External Evaluation of a Predictive Model of Suboptimal Cytoreduction in Advanced Ovarian Cancer
Anna Serra Rubert, Maria Victoria Ibañez Gual, Maria Teresa Climent Martí, Vicente Bebia, Antonio Gil-Moreno, Berta Díaz-Feijóo, Nadia Veiga Canuto, Juan Carlos Muruzábal, Gregorio Lopez-Gonzalez, Álvaro Tejerizo, Antoni Llueca

TL;DR
This study tested a model predicting poor surgical outcomes in advanced ovarian cancer patients, finding that fewer poor outcomes occurred when the model was used to guide decisions.
Contribution
The study externally evaluated a predictive model for suboptimal cytoreduction in ovarian cancer, revealing its real-world effectiveness through indirect evidence.
Findings
The experimental group had a significantly lower suboptimal cytoreduction rate (4.8%) compared to the control group (13.8%).

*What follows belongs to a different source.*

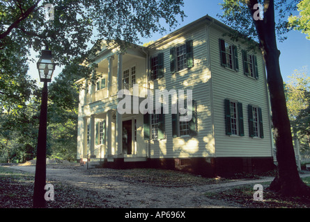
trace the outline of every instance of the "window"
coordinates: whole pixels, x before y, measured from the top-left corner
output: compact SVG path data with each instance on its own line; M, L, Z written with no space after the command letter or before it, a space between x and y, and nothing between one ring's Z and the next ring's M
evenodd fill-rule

Fewer patients in the experimental group had ascites and intestinal sub-obstruction, suggesting better pre-surgical selection.
The predictive model failed to classify four suboptimal cases as high risk, but overall outcomes improved due to model-guided decisions.
Abstract
Objective: The aim of this thesis was to externally validate a predictive model of suboptimal surgery in advanced ovarian cancer, developed by doctors Escrig and Llueca. The model classifies patients pre-surgically to estimate the likelihood of incomplete cytoreductive surgery. Methods: A retrospective cohort comparison between two time periods was performed. Validation used a new cohort of 83 patients with advanced ovarian cancer, prospectively collected between 2017 and 2023 across five hospitals (experimental group). This group was compared with the original control cohort (2013–2016), which had served for model development. The predictive models (R3 and R4) are based on the Peritoneal Carcinomatosis Index (PCI) assessed by CT, laparoscopic PCI, and the presence of intestinal sub-obstruction. For model R4, intraoperative PCI was also included. Results: The experimental group had a…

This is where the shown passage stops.